Однако симптоматично в этом смысле одно событие непубличного толка, о котором стоит задуматься.

Журнал «Печать и революция» со статьёй Луначарского, где имажинисты были названы шарлатанами, вышел ещё в начале августа и, безусловно, сразу попал в руки к этой компании.

Поначалу они и не думали реагировать на выпад наркома — мало ли их полоскали. Но спустя месяц с лишним, то есть где-то через неделю после известия о Гумилёве, имажинисты вдруг обратились в редакцию журнала «Печать и революция» с письмом.

Оно гласило:

«Ввиду того, что вышеназванный критик и народный комиссар уже неоднократно бросает в нас подобными голословными фразами, центральный комитет имажинистского ордена считает нужным предложить:

1. Наркому Луначарскому — или прекратить эту легкомысленную травлю целой группы поэтов-новаторов, или, если его фраза не только фраза, а прочное убеждение, — выслать нас за пределы Советской России, ибо наше присутствие здесь в качестве шарлатанов и оскорбительно для нас, и не нужно, а может быть, и вредно для государства.

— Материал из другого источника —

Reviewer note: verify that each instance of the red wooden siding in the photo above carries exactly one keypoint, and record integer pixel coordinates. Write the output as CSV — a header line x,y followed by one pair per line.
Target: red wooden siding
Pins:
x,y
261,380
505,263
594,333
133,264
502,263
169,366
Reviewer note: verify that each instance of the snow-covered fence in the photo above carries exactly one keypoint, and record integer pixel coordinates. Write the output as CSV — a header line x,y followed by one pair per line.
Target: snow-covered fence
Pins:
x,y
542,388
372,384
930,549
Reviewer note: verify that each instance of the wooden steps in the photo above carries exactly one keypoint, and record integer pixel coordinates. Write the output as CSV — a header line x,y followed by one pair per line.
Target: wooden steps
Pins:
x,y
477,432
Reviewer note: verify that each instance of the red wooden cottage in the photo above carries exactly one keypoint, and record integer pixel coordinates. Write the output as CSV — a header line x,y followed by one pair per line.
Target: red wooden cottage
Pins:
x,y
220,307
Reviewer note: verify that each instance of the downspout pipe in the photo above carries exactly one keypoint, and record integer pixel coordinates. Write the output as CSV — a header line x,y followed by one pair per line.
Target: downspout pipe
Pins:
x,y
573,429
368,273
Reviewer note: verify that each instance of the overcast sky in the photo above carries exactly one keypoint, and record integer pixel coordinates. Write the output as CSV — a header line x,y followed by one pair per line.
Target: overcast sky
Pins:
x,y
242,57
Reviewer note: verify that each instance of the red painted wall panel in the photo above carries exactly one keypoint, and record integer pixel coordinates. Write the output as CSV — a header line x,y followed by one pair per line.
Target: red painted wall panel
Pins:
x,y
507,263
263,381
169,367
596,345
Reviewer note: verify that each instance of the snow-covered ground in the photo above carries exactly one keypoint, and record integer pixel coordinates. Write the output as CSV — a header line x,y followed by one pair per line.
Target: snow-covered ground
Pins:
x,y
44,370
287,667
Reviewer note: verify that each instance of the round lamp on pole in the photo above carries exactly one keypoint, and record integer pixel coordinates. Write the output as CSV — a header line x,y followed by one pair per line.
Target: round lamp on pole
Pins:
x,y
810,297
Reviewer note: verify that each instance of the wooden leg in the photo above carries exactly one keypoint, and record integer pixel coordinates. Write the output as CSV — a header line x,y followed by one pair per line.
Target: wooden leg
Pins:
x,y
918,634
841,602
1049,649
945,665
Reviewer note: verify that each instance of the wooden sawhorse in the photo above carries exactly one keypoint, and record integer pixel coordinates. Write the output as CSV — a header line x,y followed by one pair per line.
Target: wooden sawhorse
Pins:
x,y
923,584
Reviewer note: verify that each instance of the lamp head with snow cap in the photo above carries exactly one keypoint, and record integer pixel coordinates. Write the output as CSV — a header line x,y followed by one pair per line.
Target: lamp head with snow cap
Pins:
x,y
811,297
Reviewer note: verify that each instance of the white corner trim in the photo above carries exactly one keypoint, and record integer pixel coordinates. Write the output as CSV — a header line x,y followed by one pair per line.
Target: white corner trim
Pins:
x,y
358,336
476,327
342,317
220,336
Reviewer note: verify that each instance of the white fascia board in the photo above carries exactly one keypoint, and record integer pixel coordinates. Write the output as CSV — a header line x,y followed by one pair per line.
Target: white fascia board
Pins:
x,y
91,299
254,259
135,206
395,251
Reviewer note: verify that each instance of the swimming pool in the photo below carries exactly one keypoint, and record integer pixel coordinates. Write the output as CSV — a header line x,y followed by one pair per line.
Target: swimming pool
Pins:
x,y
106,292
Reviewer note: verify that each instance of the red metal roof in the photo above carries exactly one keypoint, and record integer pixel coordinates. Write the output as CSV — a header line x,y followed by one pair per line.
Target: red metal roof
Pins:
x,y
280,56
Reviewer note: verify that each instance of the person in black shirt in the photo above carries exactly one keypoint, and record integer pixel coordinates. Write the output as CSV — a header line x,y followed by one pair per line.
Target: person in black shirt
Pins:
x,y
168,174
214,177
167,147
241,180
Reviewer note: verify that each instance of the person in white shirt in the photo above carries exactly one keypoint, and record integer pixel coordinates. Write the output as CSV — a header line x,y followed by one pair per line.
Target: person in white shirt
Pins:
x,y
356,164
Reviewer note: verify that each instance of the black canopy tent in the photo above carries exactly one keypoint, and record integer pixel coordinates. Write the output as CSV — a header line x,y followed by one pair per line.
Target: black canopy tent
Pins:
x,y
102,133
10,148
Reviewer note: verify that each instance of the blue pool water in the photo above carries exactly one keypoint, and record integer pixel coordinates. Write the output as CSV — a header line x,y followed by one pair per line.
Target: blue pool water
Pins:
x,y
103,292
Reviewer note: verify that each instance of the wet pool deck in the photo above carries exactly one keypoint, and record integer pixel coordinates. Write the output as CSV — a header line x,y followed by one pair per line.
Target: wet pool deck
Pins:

2. Критику же Луначарскому — публичную дискуссию по имажинизму…»

Подписали письмо Есенин, Мариенгоф и Шершеневич.

Что это было?

Возможности эмигрировать вскоре будут предоставлены всем троим — и никто из них за границей не останется.

Определённая подспудная реакция на известие о расстреле Гумилёва здесь имеется («…ну вас к чертям, и вправду ещё убьёте»); но основной посыл был всё-таки, с позволения сказать, шантажистским.

Ровно таким же, как в прошлый раз, когда имажинисты в 1919 году обращались к Луначарскому с той же самой просьбой.

Имажинисты были абсолютно убеждены в своей значимости и в известном смысле снова ставили наркому на вид: либо считайтесь с нами, либо пеняйте на себя — останетесь тут со своими недоученными пролетариями, «канцеляристом» (определение Есенина) Брюсовым, дичающим Клюевым и громыхающим Маяковским. Даже Бальмонт от вас сбежал: тёзка есенинского сына, писавший абсолютно просоветские стихи, не так давно выехал в командировку на Запад и не вернулся.

В этом контексте стоит рассмотреть ещё один крайне занимательный документ.

В те же дни, сразу после двух смертей, Есенин и Мариенгоф задумали совместный сборник с весьма нескромным названием: «Эпоха Есенина и Мариенгофа».

Это было не случайной, впроброс, задумкой, а продуманным шагом.

Сборник будет свёрстан, а Сергей и Анатолий напишут в качестве предисловия к книжке специальный манифест.

Для начала задумаемся: есть ли в самом названии сборника своеобразная реакция на уход Блока и, пусть в меньшей степени, Гумилёва?

Вопрос риторический, но ответ всё равно прозвучит.

Есть.

Безусловно подразумевалось: пространство стало пустыннее, и их главенство в эпохе всё более очевидно.

Манифест гласил:

«Принося России и миру дары своего вдохновенного изобретательства, коему суждено перестроить и разделить орбиту творческого воображения, мы устанавливаем два непреложных пути для следования словесного искусства:

1. пути бесконечности через смерть, т. е. одевания всего текучего в холод прекрасных форм, и

2. пути вечного оживления, т. е. превращение окаменелости в струение плоти.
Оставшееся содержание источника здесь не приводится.